Tool: Transformer encoder (70 M–3 B params) pretrained with masked expression modelling on 266 M cells, 1 100 drugs.
Key tech: FlashAttention v2, FSDP, streaming MDS, no custom mask, bilinear cell decoder.
Top numbers:
-
3–30× FLOP saving vs prior models -
0.94 AUROC on DepMap broad essentials -
0.31 AUPRC on MSigDB hallmarks -
0.59 Pearson ∆C in zero-shot drug response
Artifacts: Apache-2.0 code, weights, tutorials at github.com/tahoebio/tahoe-x1 and huggingface.co/tahoebio/Tahoe-x1.
FAQ
Q1: Do I need drug data to use Tx1?
A: No. Drug token is optional; model works on vanilla scRNA-seq.
Q2: Minimum GPU memory for 3 B inference?

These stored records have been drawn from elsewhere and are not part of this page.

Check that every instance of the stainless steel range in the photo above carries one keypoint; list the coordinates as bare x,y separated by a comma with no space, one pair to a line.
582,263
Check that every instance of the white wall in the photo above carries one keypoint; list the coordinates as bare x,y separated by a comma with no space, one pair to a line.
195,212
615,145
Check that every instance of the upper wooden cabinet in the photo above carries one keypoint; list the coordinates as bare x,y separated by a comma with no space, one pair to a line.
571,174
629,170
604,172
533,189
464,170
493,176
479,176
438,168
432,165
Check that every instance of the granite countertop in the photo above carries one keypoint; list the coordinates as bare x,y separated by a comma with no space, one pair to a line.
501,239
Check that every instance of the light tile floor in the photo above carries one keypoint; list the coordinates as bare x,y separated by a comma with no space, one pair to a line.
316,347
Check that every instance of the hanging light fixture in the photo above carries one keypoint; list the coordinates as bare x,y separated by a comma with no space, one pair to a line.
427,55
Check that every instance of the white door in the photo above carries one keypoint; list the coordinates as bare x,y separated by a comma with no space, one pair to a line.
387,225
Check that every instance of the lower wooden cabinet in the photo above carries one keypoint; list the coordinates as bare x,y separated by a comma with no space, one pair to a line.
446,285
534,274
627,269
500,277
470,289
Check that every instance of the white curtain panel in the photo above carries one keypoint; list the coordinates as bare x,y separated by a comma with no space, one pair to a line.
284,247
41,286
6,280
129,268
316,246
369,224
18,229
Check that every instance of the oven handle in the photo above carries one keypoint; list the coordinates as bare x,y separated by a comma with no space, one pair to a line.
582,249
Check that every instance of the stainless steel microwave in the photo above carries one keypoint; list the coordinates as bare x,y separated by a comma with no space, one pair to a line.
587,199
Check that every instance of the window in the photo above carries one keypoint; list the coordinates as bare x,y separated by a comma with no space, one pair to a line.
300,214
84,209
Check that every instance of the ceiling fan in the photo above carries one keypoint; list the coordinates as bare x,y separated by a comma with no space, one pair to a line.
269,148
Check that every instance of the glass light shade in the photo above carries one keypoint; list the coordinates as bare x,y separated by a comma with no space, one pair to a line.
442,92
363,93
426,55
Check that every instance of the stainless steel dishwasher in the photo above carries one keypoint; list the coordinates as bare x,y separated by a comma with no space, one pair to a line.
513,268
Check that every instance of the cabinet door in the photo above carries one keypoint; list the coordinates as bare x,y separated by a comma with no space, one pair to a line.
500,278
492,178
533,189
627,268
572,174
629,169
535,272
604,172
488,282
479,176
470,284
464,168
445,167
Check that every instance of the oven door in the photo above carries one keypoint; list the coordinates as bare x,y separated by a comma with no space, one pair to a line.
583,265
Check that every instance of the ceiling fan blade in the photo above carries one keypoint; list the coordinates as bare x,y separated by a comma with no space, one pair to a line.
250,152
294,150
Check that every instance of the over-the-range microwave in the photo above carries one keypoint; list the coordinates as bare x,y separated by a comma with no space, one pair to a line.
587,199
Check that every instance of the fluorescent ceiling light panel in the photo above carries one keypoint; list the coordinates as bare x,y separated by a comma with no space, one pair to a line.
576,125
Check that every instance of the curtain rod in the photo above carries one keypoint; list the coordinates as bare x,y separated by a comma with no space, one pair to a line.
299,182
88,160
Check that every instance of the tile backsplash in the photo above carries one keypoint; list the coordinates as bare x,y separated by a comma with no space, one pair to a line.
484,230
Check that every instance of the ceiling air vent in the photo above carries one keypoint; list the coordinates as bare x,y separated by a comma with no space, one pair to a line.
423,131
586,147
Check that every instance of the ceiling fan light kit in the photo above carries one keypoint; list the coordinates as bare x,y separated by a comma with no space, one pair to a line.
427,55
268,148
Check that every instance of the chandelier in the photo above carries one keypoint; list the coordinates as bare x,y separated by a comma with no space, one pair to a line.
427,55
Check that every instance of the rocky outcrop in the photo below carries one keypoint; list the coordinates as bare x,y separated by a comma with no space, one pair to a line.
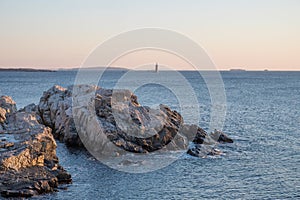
110,121
28,161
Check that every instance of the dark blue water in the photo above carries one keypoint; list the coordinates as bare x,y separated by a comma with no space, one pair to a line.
262,117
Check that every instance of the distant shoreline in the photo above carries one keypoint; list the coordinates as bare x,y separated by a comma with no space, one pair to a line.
25,70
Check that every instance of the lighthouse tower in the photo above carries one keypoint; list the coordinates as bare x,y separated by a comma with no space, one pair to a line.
156,67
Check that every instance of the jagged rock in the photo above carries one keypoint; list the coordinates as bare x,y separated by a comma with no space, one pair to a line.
28,161
7,106
123,120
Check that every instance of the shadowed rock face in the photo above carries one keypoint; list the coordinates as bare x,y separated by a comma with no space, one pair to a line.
28,161
111,121
126,123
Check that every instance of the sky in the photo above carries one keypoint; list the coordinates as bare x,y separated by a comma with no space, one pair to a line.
253,34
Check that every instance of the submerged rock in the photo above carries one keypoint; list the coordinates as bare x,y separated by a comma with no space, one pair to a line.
28,161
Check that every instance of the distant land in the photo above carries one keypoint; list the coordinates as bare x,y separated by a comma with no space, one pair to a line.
94,68
25,70
237,70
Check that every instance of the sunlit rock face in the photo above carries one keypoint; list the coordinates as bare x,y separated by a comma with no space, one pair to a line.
105,116
28,154
112,122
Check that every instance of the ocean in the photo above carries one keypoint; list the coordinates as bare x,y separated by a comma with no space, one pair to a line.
262,116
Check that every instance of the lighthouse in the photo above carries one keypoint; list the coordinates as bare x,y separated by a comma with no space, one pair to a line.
156,67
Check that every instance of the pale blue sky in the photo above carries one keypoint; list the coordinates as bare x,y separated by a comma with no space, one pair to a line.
254,34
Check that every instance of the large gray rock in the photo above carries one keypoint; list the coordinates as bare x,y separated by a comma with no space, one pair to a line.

A: ≈ 24 GB with BF16 and flash-attn; 40 GB safe buffer.
Q3: Can Tx1 embed spatial transcriptomics?
A: Current vocab is gene × expression only; spatial coordinates would need external fusion.
Q4: Is the 100 M-cell perturbation set public?
A: Yes, Hugging Face dataset tahoebio/Tahoe-100M, S3 mirror free to download.
Q5: How long to train 3 B from scratch?
A: ~ 3.2 days on 128 × H200 (128k GPU-hours); 70 M fits on 4 × A100 in 6 hours.
Q6: Does Tx1 predict protein level?
A: Not yet; embeddings are transcriptomic. Proteomics fine-tuning is on the roadmap.
Q7: Licence?
A: Apache 2.0 for code & weights—commercial use allowed.